A joint venture of Hitachi Ltd and LG Electronics pleaded guilty to 15 criminal counts in connection with a long running probe of price fixing in the sale of optical disk drives.

Hitachi-LG Data Storage Inc is the first company charged by prosecutors in the investigation.

District Judge Richard Seeborg accepted the plea from the company on Tuesday at a hearing in San Francisco. Seeborg sentenced the company to a $21.1 million fine.

Cristina Arguedas, an attorney for the company, declined to comment after the hearing.

Major companies including Sony, Hitachi and Toshiba disclosed in 2009 that they had received subpoenas from the Justice Department related to the investigation of sales of disk drives, such as CD, DVD and Blu-ray players.

Hitachi-LG Data Storage Inc also agreed to assist with the ongoing investigation.

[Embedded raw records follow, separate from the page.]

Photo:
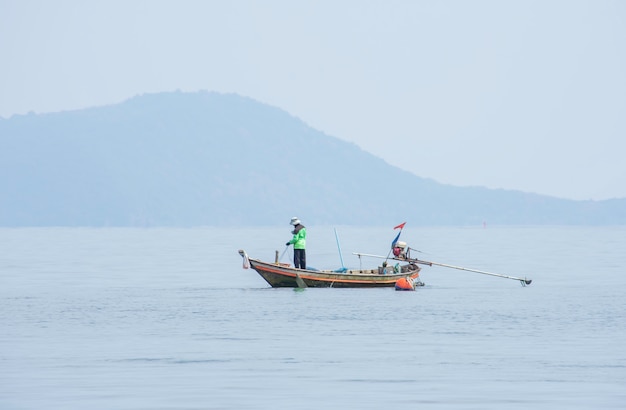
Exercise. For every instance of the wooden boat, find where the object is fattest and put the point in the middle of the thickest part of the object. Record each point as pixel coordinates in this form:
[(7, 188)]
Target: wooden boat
[(283, 275)]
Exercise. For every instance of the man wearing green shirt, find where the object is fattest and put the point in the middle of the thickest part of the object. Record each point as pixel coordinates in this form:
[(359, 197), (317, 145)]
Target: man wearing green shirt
[(299, 243)]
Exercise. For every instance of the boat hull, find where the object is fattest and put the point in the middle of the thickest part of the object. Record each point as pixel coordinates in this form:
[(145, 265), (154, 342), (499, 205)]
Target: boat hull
[(281, 276)]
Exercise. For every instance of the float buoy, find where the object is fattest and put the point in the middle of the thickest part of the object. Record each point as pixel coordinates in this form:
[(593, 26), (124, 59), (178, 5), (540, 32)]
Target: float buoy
[(405, 284)]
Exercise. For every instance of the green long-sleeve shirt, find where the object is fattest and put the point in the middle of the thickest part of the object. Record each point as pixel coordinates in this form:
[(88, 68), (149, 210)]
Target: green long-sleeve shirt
[(299, 238)]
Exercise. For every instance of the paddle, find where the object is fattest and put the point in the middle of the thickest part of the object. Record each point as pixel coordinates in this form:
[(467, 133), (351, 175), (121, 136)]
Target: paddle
[(523, 281), (343, 267)]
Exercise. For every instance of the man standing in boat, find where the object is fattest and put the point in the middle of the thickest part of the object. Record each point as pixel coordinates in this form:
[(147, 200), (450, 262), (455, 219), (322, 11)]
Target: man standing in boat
[(299, 243)]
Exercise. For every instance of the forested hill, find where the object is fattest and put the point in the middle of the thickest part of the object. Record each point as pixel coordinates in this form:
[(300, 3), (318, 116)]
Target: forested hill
[(190, 159)]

In a court filing, the Justice Department said the company deserved its low fine because of the substantial assistance it is providing to the government.

The joint venture admitted conspiring with others to eliminate competition or fix prices for drives sold to computer giants Dell, Microsoft and Hewlett Packard dating back to 2004.

The venture was also charged with participating in a scheme to defraud HP during one procurement event in 2009.

The case is: USA v. Hitachi-LG Data Storage Inc, No. 11-cr-724 in U.S. District Court for the Northern District of California.